US President Donald Trump will ask China to cut its financial links with North Korea and to abide by UN sanctions when meeting with Chinese President Xi Jinping in Beijing, a senior White House official said on Wednesday.

Trump arrived in Beijing on Wednesday afternoon from South Korea for a two-night stop in the Chinese capital as part of his five-country tour of Asia.

The US president was undecided on whether to declare North Korea a state sponsor of terrorism by the end of his trip, the official said, speaking to reporters on board Air Force One.

Mr Trump believes any talks with the North would require reducing threats, ending provocations and moves toward denuclearisation without which no deal can be achieved, the official added.

Mr Trump had previously handed North Korean leader Kim Jong-un a stark warning, telling him that the nuclear weapons he is developing “are not making you safer, they are putting your regime in grave danger.”

Trump used some of his toughest language yet against North Korea in a wide-ranging address in Seoul earlier this week that lodged specific accusations of chilling human rights abuses against Pyongyang. He called on countries around the world to isolate Pyongyang by denying it “any form of support, supply or acceptance.”

“Do not underestimate us and do not try us,” Trump told North Korea as he wrapped up a visit to South Korea with a speech to the National Assembly in Seoul before heading to Beijing, where he was making his first official visit.

Trump painted a dystopian picture of the reclusive North, saying people were suffering in “gulags” and some bribed government officials to work as “slaves” overseas rather than live under the government at home. He offered no evidence to support those accusations.

Trump’s return to harsh, uncompromising language against North Korea came a day after he appeared to dial back the bellicose rhetoric that had fuelled fears across east Asia of the risk of military conflict. On Tuesday, Trump had even offered a diplomatic opening to Pyongyang to “make a deal.”

He went mostly on the attack in Wednesday's speech but did promise a “path to a much better future” for North Korea if it stopped developing ballistic missiles and agreed to “complete, verifiable and total denuclearisation” – something Pyongyang has vowed never to do.

“We will not allow American cities to be threatened with destruction.
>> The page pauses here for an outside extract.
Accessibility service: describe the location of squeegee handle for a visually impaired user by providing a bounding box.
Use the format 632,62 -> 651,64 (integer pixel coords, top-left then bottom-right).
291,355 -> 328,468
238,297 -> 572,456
We will not be intimidated,” he told South Korean lawmakers. “And we will not let the worst atrocities in history be repeated here, on this ground we fought and died to secure.”

“The world cannot tolerate the menace of a rogue regime that threatens it with nuclear devastation,” Trump said, speaking as three US aircraft carrier groups sailed to the Western Pacific for exercises in a rare show of such US naval force in the region.